The wireless communication between the isoPick and isoHub exemplifies the platform's user-friendly design. This seamless integration eliminates the need for manual coordination between imaging and picking steps, reducing the potential for errors and streamlining the workflow. Researchers can focus on selecting cells of interest rather than managing technical details of the isolation process.

For researchers working with particularly sensitive cell types, the platform's optional temperature control provides essential protection for precious samples.
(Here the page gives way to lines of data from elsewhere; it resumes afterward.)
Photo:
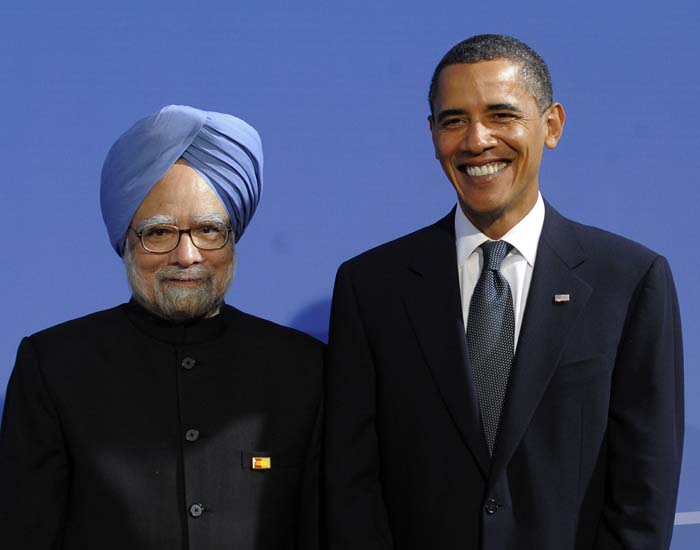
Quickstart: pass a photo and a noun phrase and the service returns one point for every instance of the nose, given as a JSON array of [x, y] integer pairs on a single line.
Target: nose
[[478, 138], [186, 253]]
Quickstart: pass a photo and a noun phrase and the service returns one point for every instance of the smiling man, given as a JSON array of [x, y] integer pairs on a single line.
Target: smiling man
[[505, 378], [174, 421]]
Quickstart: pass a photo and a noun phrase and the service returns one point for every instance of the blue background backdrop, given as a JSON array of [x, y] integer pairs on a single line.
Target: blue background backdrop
[[338, 94]]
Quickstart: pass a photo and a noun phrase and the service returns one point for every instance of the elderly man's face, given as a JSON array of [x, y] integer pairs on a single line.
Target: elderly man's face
[[489, 134], [187, 282]]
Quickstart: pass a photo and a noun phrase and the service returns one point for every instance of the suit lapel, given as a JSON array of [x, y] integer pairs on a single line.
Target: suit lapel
[[545, 329], [433, 303]]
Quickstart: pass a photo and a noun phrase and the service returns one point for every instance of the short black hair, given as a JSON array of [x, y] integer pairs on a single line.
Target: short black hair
[[489, 47]]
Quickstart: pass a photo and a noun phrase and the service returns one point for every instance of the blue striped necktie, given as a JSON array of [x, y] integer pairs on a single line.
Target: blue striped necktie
[[490, 334]]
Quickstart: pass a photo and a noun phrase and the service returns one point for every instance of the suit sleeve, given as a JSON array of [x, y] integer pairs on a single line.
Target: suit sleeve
[[356, 515], [33, 464], [310, 528], [646, 421]]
Maintaining appropriate temperatures throughout the workflow prevents degradation of sensitive biomolecules and preserves cell viability, particularly important for applications like lipidomics and proteomics where molecular integrity is critical for accurate results.

The platform's modular design allows it to adapt to different experimental needs and scale from small pilot studies to large-scale screening projects. Whether researchers need to isolate a few dozen cells for detailed characterization or hundreds of cells for comprehensive profiling, the automated system handles the workload efficiently while maintaining consistent quality across all samples.

In summary, the iotaSciences single-cell picking platform represents a comprehensive solution for modern single-cell research. By combining gentle automated handling, flexible format compatibility, reliable monoclonality verification, and comprehensive documentation capabilities, the platform enables researchers to conduct single-cell omics studies with unprecedented efficiency and confidence. Whether investigating cellular heterogeneity in development, disease, or environmental responses, researchers can rely on this platform to deliver the high-quality single-cell isolations essential for generating meaningful biological insights.